“It is not calling it buy but when you sell that makes the difference to your profit”.
Hence I consistently advise my investors to take care that they have gone through their financial plans thoroughly as they will be entering into a 4-year commitment – after taking into consideration the 4-year Seller’s Stamp Duty (SSD) that they would have to pay if they sell their property before 4 years.
Once they have determined the amount of finances they are willing to outlay, they will set themselves at a gift by entering the property market and generating residual income from rental yields regarding putting their cash on your bottom line. Based on the current market, I would advise that they keep a lookout for any good investment property where prices have dropped very 10% rather than putting it in a fixed deposit which pays two.5% and does not hedge against inflation which currently stands at 5.7%.

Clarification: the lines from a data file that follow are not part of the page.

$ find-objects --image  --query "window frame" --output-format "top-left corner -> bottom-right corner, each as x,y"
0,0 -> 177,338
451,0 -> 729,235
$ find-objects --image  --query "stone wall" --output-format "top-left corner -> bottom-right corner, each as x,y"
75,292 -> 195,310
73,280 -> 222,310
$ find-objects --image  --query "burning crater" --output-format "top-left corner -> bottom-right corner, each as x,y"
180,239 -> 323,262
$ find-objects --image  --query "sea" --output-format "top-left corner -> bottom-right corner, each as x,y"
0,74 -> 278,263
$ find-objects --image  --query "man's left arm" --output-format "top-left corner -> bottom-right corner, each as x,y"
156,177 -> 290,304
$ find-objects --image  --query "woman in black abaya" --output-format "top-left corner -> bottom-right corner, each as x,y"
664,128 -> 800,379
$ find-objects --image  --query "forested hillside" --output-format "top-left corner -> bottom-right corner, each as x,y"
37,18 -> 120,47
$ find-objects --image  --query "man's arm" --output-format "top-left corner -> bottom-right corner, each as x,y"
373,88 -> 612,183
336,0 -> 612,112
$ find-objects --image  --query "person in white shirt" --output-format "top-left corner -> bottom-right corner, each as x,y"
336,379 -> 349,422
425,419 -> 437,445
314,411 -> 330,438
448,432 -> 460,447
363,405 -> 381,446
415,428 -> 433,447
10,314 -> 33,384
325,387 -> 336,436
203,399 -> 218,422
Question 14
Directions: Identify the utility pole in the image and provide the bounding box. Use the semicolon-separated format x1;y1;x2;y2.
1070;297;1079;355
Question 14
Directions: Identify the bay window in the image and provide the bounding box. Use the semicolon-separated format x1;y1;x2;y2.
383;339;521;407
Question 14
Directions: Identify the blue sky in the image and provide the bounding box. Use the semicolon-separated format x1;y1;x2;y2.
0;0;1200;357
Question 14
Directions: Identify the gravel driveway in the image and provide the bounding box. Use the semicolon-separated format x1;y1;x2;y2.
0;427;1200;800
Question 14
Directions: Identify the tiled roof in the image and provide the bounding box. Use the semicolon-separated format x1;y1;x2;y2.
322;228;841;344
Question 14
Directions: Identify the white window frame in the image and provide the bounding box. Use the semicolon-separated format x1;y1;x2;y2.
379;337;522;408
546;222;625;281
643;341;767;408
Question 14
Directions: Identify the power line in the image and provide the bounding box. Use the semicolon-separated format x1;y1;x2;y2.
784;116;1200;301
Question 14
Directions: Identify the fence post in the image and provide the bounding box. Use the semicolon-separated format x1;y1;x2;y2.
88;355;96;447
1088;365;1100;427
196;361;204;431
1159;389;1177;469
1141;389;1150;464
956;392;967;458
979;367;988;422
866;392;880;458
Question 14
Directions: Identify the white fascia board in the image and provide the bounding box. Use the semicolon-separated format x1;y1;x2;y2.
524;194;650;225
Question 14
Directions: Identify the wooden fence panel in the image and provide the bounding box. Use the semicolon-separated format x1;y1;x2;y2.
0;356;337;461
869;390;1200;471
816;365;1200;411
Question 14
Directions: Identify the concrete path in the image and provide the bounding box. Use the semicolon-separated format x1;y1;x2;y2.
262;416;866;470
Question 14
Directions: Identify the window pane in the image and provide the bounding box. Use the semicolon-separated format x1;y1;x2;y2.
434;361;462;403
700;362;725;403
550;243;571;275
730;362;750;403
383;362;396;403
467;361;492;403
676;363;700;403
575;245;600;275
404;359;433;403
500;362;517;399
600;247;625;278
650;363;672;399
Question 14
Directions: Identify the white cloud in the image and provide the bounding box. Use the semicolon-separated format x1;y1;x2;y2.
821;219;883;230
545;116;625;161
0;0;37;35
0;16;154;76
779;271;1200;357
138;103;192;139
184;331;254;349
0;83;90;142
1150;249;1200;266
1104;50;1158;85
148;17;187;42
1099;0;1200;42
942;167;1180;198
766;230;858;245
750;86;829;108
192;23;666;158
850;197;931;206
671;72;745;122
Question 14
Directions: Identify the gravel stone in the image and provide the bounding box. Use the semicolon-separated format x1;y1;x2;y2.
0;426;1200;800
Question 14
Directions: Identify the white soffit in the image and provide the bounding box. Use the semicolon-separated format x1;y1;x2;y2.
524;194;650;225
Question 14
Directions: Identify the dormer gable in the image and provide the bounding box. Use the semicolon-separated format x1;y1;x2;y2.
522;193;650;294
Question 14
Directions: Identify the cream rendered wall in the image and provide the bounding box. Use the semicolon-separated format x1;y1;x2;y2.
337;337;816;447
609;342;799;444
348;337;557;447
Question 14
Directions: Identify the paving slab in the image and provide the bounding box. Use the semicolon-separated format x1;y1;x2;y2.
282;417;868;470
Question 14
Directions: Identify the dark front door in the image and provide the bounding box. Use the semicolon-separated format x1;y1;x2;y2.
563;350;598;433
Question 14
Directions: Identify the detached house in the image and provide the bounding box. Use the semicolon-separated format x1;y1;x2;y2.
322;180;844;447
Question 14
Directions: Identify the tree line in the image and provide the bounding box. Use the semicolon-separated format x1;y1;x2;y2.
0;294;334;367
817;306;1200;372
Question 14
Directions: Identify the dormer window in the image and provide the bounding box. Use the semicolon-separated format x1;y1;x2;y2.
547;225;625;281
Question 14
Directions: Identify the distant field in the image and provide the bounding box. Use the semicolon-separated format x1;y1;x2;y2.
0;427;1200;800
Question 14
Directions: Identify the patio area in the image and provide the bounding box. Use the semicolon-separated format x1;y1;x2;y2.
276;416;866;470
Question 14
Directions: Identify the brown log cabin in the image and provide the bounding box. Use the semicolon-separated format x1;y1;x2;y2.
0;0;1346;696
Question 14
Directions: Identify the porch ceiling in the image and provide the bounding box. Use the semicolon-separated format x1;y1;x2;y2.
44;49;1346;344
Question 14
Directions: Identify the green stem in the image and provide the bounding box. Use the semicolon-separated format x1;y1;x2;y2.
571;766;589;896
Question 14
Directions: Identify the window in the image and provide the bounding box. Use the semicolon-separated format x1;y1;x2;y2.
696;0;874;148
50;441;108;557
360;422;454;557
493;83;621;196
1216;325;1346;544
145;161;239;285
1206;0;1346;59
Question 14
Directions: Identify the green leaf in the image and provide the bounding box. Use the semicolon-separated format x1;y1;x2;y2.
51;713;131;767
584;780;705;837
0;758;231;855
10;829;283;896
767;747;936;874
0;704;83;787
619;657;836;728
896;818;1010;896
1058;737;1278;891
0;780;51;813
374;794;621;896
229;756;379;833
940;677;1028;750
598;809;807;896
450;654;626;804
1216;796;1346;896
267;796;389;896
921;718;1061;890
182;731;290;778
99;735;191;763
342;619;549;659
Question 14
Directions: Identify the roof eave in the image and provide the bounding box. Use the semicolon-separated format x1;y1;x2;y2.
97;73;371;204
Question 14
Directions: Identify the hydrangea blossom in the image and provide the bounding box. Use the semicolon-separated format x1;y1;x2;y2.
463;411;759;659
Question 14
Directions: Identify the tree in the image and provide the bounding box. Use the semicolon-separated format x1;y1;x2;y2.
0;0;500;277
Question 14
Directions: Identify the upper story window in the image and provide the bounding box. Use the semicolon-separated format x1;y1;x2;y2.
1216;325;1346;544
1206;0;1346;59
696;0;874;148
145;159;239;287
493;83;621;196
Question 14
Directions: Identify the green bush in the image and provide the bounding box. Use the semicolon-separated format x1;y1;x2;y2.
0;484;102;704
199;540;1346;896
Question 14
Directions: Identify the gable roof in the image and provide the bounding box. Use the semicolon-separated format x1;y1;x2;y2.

In this aspect, my investors and I take presctiption the same page – we prefer to probably the current low pace and put our money in property assets to produce a positive cash flow via rental income. I myself have personally seen some properties generating positive monthly cash flow of as many as $1500 after off-setting mortgage costs. This equates to an annual passive income up to $18 000 per annum which easily beats returns from fixed deposits plus outperforms dividend returns from stocks.
Even though prices of private properties have continued to go up despite the economic uncertainty, we are able to access that the effect of the cooling measures have caused a slower rise in prices as when compared with 2010.
Currently, we cane easily see that although property prices are holding up, sales are starting to stagnate. Let me attribute this towards following 2 reasons:
1) Many owners’ unwillingness to sell at lower prices and buyers’ unwillingness to commit into a higher charges.
2) Existing demand for properties exceeding supply due to owners finding yourself in no hurry to sell, consequently leading to a improve prices.
I would advise investors to view their jade scape singapore property assets as long-term investments. Will need to not be excessively alarmed by a slowdown associated with property market as their assets will consistently benefit in the long term and boost in value as a result of following:
a) Good governance in Singapore
b) Land scarcity in Singapore, and,
c) Inflation which will set and upward pressure on prices
For buyers who would like invest consist of types of properties besides the residential segment (such as New Launches & Resales), they could also consider investing in shophouses which likewise might help generate passive income; and are not prone to the recent government cooling measures prefer the 16% SSD and 40% downpayment required on residential properties.
I cannot help but stress the value of having ‘holding power’. You shouldn’t ever be made to sell house (and create a loss) even during a downturn. Be aware that the property market moves in a cyclical pattern and require to sell only during an uptrend.